Protests were sparked by the death of Kurdish Iranian Mahsa Amini, 22, in the custody of the morality police. She had been detained in Tehran for wearing her hijab “improperly”.

Iran is one of the world's largest executioners. Last week, it executed four men arrested in June for co-operating with Israeli intelligence.

Among recent high-profile cases, it was widely condemned for the 2020 hangings of journalist Ruhollah Zam, who had been lured back from exile, and wrestler Navid Afkari, who was convicted of killing a security guard during anti-government protests.

On Tuesday, Tehran announced five people had been sentenced to death for the murder of member of the Basij militia, which has played a central role in the suppression of protests.

Trials against government dissidents are often held in revolutionary courts and are regularly condemned as sham hearings, during which those accused are prevented from speaking or seeing the evidence against them.

UK Foreign Secretary James Cleverly said he was "outraged" by Thursday's execution.

"The world cannot turn a blind eye to the abhorrent violence committed by the Iranian regime against its own people," he tweeted.

"The UK is opposed to the death penalty in all circumstances," he added.

US State Department spokesman Ned Price called the execution a "grim escalation" in Iran's crackdown.

"The execution of Mohsen Shekari represents a grim escalation in the regime's attempt to suppress dissent and quash these protests," Mr Price said.

Student Day

Meanwhile, on Wednesday, protests were reported at universities in Tehran, the north-eastern city of Mashhad, Shiraz, in south-central Iran, and other towns and cities, during Student Day.

This commemorates the murder of three Tehran students in 1953 by police of the Iranian royal dynasty, for protesting against a visit by then US vice president Richard Nixon.

This year, student groups had called for protesters to turn the anniversary into a “day of terror for the state”.

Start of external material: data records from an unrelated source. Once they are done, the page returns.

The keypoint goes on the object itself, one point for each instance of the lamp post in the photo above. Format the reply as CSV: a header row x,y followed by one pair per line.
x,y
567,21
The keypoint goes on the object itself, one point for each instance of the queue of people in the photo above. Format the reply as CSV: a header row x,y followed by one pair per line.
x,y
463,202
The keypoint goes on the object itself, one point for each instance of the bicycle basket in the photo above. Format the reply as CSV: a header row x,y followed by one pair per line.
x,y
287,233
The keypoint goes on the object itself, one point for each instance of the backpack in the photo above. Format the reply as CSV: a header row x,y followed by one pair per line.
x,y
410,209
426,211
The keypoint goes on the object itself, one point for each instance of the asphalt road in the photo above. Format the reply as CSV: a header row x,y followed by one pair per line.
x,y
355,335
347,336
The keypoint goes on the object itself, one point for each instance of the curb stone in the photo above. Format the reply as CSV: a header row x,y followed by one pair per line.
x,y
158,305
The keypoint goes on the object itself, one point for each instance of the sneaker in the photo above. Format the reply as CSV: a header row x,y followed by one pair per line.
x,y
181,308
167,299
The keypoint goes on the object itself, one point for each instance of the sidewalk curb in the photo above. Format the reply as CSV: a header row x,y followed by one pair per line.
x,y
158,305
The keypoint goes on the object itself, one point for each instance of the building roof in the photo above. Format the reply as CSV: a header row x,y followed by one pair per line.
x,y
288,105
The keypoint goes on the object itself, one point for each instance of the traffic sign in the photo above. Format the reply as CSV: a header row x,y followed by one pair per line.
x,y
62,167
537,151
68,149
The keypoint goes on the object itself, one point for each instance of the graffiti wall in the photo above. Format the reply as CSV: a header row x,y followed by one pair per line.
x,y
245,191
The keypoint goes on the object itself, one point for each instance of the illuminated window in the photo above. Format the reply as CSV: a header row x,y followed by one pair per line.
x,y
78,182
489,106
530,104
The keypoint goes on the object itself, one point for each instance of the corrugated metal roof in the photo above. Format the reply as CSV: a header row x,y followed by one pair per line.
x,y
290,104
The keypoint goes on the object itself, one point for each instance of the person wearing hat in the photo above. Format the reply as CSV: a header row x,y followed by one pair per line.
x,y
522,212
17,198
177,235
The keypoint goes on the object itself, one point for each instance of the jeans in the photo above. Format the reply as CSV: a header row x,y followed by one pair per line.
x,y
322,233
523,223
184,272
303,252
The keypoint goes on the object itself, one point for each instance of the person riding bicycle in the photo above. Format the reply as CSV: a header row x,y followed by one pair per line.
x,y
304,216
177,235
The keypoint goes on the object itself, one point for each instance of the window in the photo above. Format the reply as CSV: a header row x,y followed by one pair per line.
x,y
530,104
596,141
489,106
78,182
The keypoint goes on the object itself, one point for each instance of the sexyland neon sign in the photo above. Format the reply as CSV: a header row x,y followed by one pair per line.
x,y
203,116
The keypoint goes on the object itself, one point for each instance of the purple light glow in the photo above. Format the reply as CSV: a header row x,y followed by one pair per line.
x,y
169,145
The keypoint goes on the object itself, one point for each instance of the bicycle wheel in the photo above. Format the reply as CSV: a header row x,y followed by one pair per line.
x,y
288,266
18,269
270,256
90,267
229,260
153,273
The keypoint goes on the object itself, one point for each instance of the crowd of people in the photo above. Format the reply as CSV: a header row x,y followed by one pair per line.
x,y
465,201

“If one of us is killed, there are a thousand others behind us,” students chanted in Mashhad, in footage published by the London-based Iran International news channel.

Universities have been protest hubs since the latest demonstrations began. As many as 600 students have been detained, rights groups have said.

On Wednesday, President Ebrahim Raisi visited the University of Tehran, thanking students for not turning his visit into “riots”.

On the same day, Time magazine published an article by actress Angelina Jolie, who spoke with Roya Piraei, whose mother, Minoo Majidi, was killed protesting in Kermanshah, in western Iran.

A photo of Ms Piraei standing by her mother's grave went viral.

Now in France, Ms Paraei told Ms Jolie her old self was buried with her mother, whose funeral drew large crowds in the Kurdish city.

“I have to move forward, because I should do my best to be a voice for the silenced voice of my mom and the other people who are being killed. She gave her life for what she believed in,” she told the UN special envoy.

“She was seeking freedom and justice for Mahsa and all the young generation like me.”